What is Return On Capital Employed (ROCE)?

For those that aren't sure what ROCE is, it measures the amount of pre-tax profits a company can generate from the capital employed in its business. Analysts use this formula to calculate it for AME Elite Consortium Berhad:

Return on Capital Employed = Earnings Before Interest and Tax (EBIT) ÷ (Total Assets - Current Liabilities)

0.058 = RM55m ÷ (RM1.1b - RM192m) (Based on the trailing twelve months to September 2020).

Thus, AME Elite Consortium Berhad has an ROCE of 5.8%. In absolute terms, that's a low return but it's around the Construction industry average of 5.2%.

View our latest analysis for AME Elite Consortium Berhad

roce
KLSE:AME Return on Capital Employed January 6th 2021

In the above chart we have measured AME Elite Consortium Berhad's prior ROCE against its prior performance, but the future is arguably more important. If you'd like, you can check out the forecasts from the analysts covering AME Elite Consortium Berhad here for free.

What Can We Tell From AME Elite Consortium Berhad's ROCE Trend?

In terms of AME Elite Consortium Berhad's historical ROCE movements, the trend isn't fantastic. To be more specific, ROCE has fallen from 8.8% over the last four years. However it looks like AME Elite Consortium Berhad might be reinvesting for long term growth because while capital employed has increased, the company's sales haven't changed much in the last 12 months. It may take some time before the company starts to see any change in earnings from these investments.

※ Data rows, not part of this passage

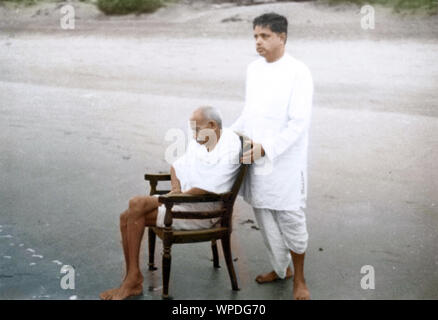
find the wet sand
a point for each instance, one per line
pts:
(84, 114)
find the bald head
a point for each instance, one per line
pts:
(206, 123)
(206, 114)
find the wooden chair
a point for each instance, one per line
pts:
(169, 236)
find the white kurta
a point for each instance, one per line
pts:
(213, 171)
(277, 114)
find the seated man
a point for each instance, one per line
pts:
(209, 165)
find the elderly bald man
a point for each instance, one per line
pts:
(210, 164)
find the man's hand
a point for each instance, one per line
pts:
(253, 154)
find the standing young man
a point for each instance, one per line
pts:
(276, 116)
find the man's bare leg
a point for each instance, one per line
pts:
(272, 276)
(142, 212)
(300, 291)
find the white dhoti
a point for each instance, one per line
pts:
(282, 231)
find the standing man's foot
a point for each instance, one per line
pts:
(301, 292)
(127, 290)
(106, 295)
(272, 276)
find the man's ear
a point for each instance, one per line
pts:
(212, 124)
(283, 37)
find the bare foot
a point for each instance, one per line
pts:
(106, 295)
(126, 291)
(272, 276)
(301, 292)
(131, 286)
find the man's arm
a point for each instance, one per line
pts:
(300, 107)
(174, 182)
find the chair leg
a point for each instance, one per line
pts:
(151, 241)
(215, 254)
(166, 270)
(226, 246)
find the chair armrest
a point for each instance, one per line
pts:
(157, 177)
(190, 198)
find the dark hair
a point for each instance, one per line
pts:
(274, 21)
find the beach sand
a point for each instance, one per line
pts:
(84, 114)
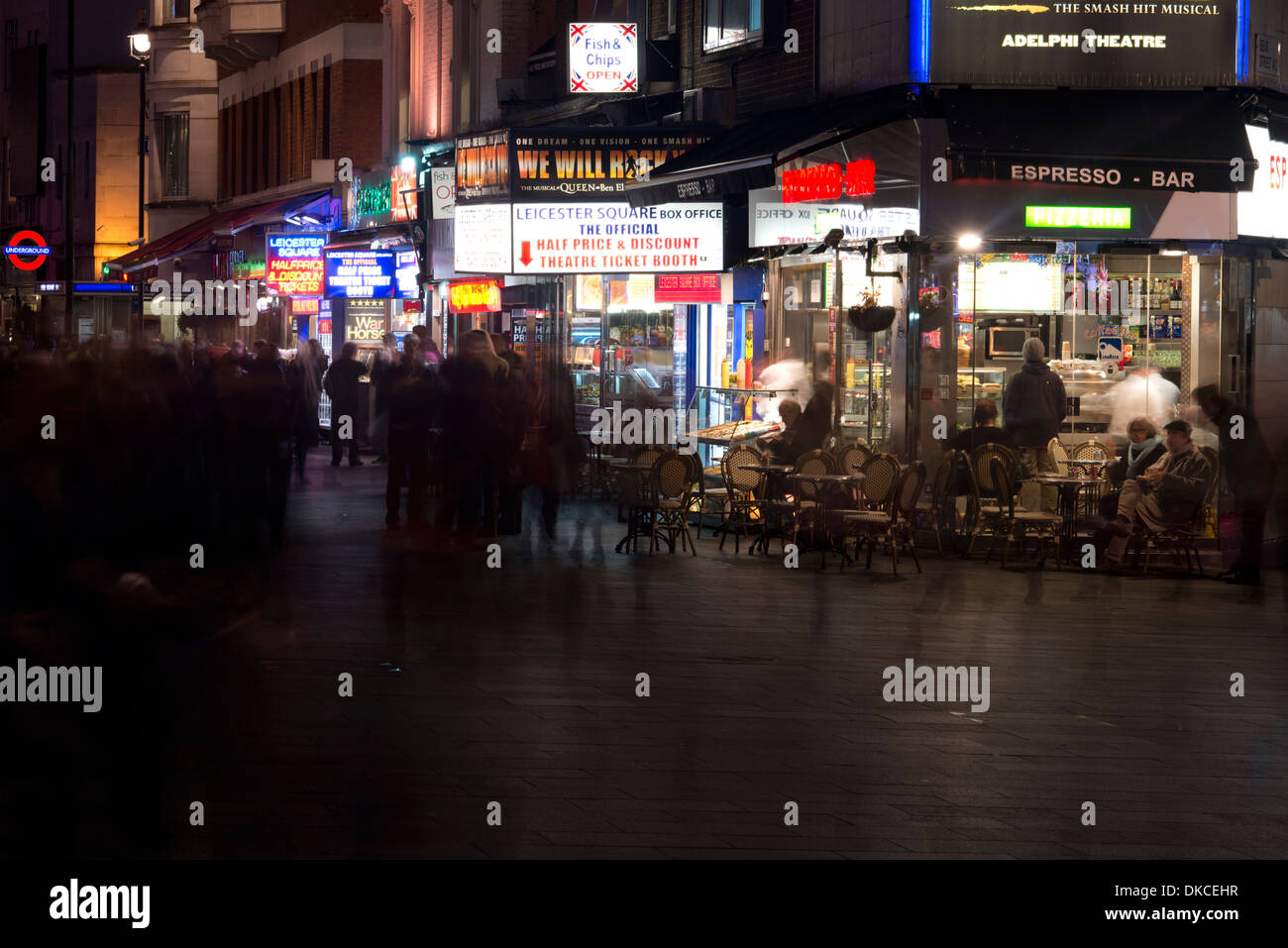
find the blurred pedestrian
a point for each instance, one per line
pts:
(1249, 471)
(344, 390)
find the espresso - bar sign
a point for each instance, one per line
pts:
(483, 166)
(572, 163)
(1137, 175)
(1083, 42)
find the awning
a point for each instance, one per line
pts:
(747, 155)
(1172, 141)
(198, 233)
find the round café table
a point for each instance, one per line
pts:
(822, 493)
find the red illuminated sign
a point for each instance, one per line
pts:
(402, 192)
(829, 181)
(687, 287)
(475, 296)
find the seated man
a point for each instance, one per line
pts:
(1168, 493)
(778, 445)
(986, 430)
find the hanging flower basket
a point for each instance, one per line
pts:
(871, 318)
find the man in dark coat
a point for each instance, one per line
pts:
(1033, 407)
(344, 390)
(1168, 493)
(1249, 471)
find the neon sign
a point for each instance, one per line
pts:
(1096, 218)
(475, 296)
(829, 181)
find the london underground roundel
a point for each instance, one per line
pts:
(26, 257)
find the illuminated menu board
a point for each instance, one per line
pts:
(1010, 283)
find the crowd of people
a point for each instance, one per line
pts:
(463, 437)
(115, 459)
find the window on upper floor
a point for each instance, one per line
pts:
(730, 22)
(174, 154)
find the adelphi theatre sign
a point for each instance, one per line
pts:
(1083, 42)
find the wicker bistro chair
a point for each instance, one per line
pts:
(850, 458)
(1180, 536)
(1044, 526)
(666, 501)
(893, 526)
(982, 466)
(941, 502)
(632, 485)
(880, 473)
(702, 494)
(1090, 451)
(745, 491)
(805, 493)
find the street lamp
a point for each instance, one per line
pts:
(141, 50)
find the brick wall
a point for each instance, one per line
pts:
(764, 77)
(305, 18)
(271, 140)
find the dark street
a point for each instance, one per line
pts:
(518, 685)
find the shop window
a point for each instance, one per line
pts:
(174, 154)
(11, 44)
(730, 22)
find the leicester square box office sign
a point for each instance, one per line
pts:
(1085, 43)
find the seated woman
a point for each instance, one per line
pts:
(1144, 449)
(986, 430)
(815, 420)
(780, 446)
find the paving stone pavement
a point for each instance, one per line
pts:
(518, 685)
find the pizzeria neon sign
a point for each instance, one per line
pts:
(1096, 218)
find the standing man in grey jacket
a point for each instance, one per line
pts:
(1033, 407)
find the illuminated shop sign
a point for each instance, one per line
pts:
(1263, 210)
(292, 263)
(1094, 218)
(482, 239)
(483, 166)
(402, 192)
(475, 296)
(581, 163)
(360, 274)
(617, 239)
(829, 181)
(772, 223)
(603, 58)
(687, 287)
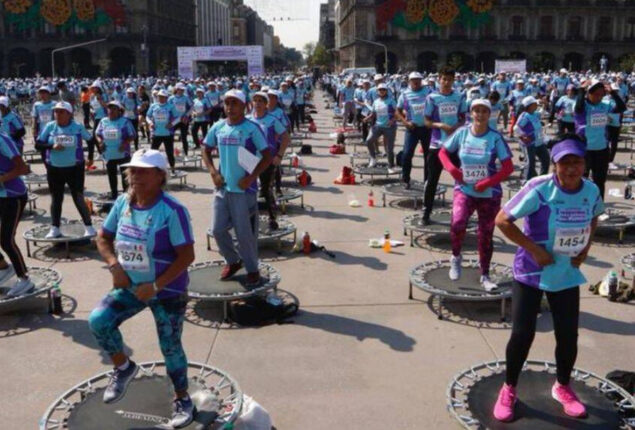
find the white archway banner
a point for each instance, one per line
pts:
(187, 57)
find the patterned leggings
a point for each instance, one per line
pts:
(487, 208)
(121, 304)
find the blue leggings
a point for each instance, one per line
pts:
(121, 304)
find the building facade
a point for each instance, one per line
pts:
(142, 40)
(548, 33)
(213, 22)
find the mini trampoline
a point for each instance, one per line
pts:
(148, 401)
(265, 234)
(72, 232)
(205, 283)
(415, 193)
(473, 392)
(43, 278)
(432, 277)
(439, 223)
(617, 220)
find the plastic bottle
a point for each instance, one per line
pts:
(306, 243)
(612, 284)
(387, 246)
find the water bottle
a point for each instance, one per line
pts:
(612, 284)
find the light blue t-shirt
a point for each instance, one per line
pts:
(70, 137)
(228, 138)
(559, 221)
(114, 134)
(478, 155)
(146, 238)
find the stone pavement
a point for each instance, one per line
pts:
(358, 355)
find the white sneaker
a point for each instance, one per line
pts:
(6, 273)
(488, 284)
(22, 286)
(53, 233)
(455, 268)
(89, 231)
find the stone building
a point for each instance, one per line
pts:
(548, 33)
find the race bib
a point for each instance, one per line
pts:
(65, 141)
(599, 120)
(472, 173)
(133, 256)
(571, 241)
(448, 109)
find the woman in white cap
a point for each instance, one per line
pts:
(64, 159)
(115, 134)
(529, 130)
(148, 244)
(477, 185)
(560, 213)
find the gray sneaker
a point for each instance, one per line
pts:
(119, 381)
(183, 412)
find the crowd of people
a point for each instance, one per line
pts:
(463, 122)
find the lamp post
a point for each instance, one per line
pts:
(377, 44)
(70, 47)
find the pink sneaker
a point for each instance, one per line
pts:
(565, 395)
(504, 408)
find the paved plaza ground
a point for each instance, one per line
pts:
(359, 354)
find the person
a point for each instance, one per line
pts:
(410, 109)
(477, 185)
(382, 112)
(560, 212)
(161, 118)
(13, 195)
(529, 130)
(444, 113)
(278, 140)
(235, 205)
(114, 134)
(148, 244)
(591, 117)
(11, 123)
(64, 159)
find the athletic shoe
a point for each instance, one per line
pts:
(504, 407)
(488, 284)
(567, 398)
(455, 268)
(230, 270)
(183, 411)
(53, 233)
(119, 381)
(21, 287)
(6, 273)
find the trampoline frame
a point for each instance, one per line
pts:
(417, 279)
(271, 273)
(64, 404)
(460, 386)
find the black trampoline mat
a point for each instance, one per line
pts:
(206, 281)
(469, 283)
(146, 405)
(536, 409)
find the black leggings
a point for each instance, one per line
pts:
(57, 178)
(168, 142)
(112, 166)
(11, 209)
(565, 310)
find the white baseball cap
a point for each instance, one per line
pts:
(237, 94)
(148, 158)
(63, 106)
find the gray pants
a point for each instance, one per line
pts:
(240, 212)
(389, 142)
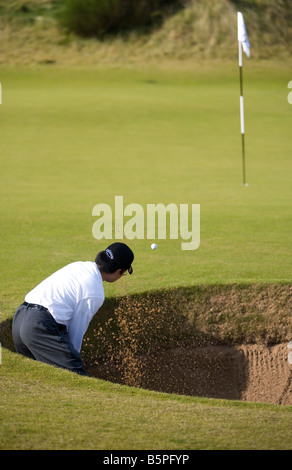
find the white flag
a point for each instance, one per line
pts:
(242, 35)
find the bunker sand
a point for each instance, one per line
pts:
(254, 373)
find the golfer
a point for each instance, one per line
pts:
(49, 326)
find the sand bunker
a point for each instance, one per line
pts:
(247, 372)
(220, 342)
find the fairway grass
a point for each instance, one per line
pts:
(73, 138)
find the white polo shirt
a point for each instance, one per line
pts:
(72, 295)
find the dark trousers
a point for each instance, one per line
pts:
(37, 335)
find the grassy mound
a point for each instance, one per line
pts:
(31, 33)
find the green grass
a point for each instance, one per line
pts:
(72, 138)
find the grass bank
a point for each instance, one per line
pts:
(204, 29)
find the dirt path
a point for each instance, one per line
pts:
(254, 373)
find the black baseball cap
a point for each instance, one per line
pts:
(122, 255)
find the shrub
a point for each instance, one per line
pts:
(99, 18)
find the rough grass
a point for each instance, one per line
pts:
(30, 34)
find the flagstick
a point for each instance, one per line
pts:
(242, 112)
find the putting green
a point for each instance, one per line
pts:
(74, 138)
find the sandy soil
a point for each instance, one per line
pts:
(255, 373)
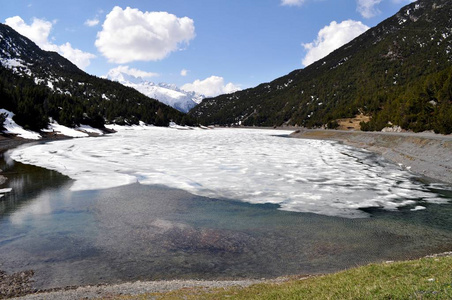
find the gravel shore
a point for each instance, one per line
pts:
(425, 154)
(136, 288)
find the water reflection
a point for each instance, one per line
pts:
(138, 232)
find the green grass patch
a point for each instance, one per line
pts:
(426, 278)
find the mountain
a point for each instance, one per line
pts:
(37, 85)
(398, 73)
(166, 93)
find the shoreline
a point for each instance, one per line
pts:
(425, 154)
(389, 145)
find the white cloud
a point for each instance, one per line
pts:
(92, 22)
(132, 71)
(368, 8)
(76, 56)
(332, 37)
(132, 35)
(39, 32)
(292, 2)
(211, 86)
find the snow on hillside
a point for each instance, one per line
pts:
(12, 128)
(166, 93)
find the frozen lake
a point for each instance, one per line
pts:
(158, 203)
(255, 166)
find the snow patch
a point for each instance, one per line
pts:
(12, 128)
(251, 165)
(60, 129)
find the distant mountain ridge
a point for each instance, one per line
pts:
(166, 93)
(399, 73)
(37, 85)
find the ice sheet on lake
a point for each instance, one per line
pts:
(256, 166)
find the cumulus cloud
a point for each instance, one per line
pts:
(332, 37)
(292, 2)
(132, 71)
(132, 35)
(368, 8)
(211, 86)
(39, 32)
(92, 22)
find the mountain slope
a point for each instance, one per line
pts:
(399, 72)
(166, 93)
(36, 85)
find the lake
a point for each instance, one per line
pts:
(153, 203)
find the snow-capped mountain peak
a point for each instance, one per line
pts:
(166, 93)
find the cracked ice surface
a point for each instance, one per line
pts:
(252, 165)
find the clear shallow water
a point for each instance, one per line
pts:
(148, 232)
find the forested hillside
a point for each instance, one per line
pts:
(36, 85)
(399, 73)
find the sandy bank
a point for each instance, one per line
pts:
(426, 154)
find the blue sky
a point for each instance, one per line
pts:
(211, 46)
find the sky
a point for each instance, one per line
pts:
(207, 46)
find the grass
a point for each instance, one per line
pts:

On a side note, AME Elite Consortium Berhad has done well to pay down its current liabilities to 17% of total assets. So we could link some of this to the decrease in ROCE. Effectively this means their suppliers or short-term creditors are funding less of the business, which reduces some elements of risk. Since the business is basically funding more of its operations with it's own money, you could argue this has made the business less efficient at generating ROCE.

What We Can Learn From AME Elite Consortium Berhad's ROCE

To conclude, we've found that AME Elite Consortium Berhad is reinvesting in the business, but returns have been falling. Since the stock has gained an impressive 20% over the last year, investors must think there's better things to come. However, unless these underlying trends turn more positive, we wouldn't get our hopes up too high.

AME Elite Consortium Berhad does have some risks though, and we've spotted 2 warning signs for AME Elite Consortium Berhad that you might be interested in.

If you want to search for solid companies with great earnings, check out this free list of companies with good balance sheets and impressive returns on equity.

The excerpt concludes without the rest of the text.